The record is, probably, a complete work of genius, chaotically crafted by an artist with not a care in the world for commercial reward or critical appraisal. And it is a work that has to be heard to be believed. There is, admittedly, more going on In The Name Of All That Is Unholy than can be found among the monolithic grooves of Earth's seminal drone masterpiece Earth 2 (which was recorded a few years later, in 1993), yet both records share a potent sense of bleak, hopelessly strung-out, lethargic and darkly humorous nihilism. It would be nice if this reissue succeeded in elevating In The Name Of All That Is Unholy to the same level of "cult classic" that Earth 2 has risen to since the early 90s, with all the praise, respect and influence that comes with it.

They don't make albums like this anymore. If they do, they're hidden somewhere in the darkest spider-webbed corners of Bandcamp where nobody can find them.
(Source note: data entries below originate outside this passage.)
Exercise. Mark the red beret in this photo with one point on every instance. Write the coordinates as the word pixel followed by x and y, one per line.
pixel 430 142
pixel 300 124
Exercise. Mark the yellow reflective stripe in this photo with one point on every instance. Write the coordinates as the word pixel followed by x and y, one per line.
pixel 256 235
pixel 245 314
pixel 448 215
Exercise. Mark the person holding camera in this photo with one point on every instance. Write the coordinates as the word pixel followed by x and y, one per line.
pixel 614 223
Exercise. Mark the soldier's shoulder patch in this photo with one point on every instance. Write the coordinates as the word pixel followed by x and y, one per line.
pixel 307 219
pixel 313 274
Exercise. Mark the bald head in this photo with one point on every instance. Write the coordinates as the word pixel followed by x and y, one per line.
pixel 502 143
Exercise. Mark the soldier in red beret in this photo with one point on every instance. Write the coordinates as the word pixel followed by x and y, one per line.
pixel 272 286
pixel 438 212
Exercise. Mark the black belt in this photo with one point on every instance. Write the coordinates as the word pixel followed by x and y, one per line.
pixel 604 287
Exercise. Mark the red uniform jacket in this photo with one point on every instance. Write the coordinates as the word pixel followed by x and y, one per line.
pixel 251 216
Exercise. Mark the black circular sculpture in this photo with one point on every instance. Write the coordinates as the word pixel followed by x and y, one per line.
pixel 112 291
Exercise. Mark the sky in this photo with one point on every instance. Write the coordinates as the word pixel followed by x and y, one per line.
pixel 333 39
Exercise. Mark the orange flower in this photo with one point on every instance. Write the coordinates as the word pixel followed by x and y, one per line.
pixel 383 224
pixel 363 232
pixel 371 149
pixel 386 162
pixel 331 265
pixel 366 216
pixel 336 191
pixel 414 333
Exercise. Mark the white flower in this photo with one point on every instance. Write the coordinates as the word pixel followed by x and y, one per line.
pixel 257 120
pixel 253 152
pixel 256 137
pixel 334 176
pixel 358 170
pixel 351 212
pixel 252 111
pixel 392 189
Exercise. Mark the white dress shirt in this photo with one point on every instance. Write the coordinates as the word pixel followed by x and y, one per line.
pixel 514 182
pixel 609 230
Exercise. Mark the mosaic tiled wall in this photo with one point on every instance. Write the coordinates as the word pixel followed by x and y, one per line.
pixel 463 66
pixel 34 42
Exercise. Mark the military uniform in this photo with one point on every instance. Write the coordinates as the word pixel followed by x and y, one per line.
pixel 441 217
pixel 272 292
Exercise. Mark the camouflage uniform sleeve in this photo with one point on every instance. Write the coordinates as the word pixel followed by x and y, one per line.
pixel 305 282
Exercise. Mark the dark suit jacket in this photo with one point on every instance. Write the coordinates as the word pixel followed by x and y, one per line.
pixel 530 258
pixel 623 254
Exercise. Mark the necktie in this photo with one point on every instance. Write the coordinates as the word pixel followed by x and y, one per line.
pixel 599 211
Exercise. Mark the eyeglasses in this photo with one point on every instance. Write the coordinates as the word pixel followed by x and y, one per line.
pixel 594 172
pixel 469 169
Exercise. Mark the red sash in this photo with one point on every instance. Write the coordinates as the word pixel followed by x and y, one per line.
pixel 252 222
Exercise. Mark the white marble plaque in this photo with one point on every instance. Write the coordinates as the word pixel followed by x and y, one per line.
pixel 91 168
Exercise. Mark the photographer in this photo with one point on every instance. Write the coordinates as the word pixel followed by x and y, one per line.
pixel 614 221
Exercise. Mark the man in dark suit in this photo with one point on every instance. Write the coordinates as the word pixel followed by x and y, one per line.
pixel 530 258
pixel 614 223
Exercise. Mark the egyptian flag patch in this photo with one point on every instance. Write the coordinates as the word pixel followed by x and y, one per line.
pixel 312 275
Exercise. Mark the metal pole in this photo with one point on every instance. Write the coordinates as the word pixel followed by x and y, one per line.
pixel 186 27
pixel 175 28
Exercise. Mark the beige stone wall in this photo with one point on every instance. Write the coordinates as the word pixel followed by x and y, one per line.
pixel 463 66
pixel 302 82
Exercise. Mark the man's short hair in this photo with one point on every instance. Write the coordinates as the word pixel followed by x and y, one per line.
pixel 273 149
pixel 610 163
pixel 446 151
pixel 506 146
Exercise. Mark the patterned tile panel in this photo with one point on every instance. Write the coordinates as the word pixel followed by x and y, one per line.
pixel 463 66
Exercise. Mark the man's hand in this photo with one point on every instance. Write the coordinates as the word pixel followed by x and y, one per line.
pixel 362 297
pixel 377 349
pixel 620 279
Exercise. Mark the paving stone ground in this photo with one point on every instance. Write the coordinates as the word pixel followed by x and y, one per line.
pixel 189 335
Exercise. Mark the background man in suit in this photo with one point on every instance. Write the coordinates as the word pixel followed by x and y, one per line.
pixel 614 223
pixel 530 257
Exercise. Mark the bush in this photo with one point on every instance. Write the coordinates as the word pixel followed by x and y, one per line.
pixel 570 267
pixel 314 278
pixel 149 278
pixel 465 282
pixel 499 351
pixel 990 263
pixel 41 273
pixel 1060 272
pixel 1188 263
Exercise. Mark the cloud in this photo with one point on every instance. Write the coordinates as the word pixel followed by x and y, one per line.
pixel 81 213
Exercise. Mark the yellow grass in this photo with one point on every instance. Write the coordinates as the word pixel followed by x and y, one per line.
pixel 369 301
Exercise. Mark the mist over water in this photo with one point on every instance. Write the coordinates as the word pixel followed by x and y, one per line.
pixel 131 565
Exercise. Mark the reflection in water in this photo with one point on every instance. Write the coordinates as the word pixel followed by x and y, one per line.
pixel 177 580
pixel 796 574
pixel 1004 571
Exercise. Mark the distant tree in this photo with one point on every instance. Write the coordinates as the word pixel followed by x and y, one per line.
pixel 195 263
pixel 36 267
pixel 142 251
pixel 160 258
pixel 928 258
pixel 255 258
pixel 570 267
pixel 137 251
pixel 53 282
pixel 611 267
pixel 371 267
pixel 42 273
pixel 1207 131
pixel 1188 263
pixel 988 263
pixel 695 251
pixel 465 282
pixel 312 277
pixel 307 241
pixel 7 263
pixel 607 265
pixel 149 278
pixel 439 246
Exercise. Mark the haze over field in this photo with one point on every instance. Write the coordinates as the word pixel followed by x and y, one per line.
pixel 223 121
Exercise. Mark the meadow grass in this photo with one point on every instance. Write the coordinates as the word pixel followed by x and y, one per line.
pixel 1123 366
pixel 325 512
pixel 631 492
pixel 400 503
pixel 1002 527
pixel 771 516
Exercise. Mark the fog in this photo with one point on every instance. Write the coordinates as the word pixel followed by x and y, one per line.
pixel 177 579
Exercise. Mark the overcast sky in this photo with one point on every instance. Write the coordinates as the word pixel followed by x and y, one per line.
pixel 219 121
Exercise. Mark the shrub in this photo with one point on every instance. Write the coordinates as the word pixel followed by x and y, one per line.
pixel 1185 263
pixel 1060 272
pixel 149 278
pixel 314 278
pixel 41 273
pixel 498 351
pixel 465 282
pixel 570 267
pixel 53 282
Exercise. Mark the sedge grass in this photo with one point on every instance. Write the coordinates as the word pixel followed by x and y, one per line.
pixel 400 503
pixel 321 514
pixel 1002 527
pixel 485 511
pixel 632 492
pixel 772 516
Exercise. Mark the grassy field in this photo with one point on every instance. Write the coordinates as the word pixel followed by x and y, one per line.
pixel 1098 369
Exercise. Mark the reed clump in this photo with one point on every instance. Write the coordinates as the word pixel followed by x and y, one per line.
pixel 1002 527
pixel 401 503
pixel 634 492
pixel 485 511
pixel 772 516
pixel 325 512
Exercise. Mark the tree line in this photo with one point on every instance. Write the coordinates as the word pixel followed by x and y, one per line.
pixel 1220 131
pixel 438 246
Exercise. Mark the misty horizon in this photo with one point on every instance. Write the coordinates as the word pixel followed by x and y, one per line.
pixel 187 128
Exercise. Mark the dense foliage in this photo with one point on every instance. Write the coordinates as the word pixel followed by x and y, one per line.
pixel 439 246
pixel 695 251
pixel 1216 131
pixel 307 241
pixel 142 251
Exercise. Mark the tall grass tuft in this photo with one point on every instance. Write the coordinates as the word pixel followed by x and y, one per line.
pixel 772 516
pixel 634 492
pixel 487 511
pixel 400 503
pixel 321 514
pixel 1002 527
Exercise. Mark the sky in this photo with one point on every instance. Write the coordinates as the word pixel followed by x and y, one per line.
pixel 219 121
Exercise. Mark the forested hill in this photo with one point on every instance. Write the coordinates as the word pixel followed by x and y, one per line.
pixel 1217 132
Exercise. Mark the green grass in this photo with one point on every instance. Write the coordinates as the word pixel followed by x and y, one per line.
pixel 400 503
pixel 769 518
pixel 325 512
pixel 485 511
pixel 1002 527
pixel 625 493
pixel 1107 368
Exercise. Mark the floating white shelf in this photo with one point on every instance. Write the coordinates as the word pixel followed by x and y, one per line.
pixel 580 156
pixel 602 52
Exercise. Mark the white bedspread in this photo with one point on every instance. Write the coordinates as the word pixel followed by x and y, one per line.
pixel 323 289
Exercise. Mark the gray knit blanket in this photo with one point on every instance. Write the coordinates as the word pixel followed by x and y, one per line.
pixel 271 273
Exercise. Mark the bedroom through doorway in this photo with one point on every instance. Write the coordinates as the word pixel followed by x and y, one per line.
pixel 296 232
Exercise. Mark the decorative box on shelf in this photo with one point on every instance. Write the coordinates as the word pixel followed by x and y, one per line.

Whether you find this suffocating work to be a bad trip or a good trip will depend on your tastes, mood, set and setting. I expect even those who rate it would place it more towards the "bad" end of the trip barometer. Most listeners will find the experience more frustrating or baffling than pleasurable, per se, but the sheer audacity of recording, releasing and, indeed, remastering and re-releasing such an uncompromising solo-jam acid-nightmare has simply got to be applauded. It's indulgent, sure, but in a charming and compellingly mashed way (its longest track, a harsh 23-minute reverbed squealathon even possesses the excellent title 'I Control The Moon').

Unless you're truly desperate to have a genuinely terrifying experience, I wouldn't advise spinning Evil Acidhead as the accompaniment to some mind-altering hallucinogenic binge. The sheer sensory overload would be enough to shatter even the sturdiest of minds into a screaming, dribbling basketcase. However, you might just be able to stomach it along with a lump of stilton and the extract of yeast.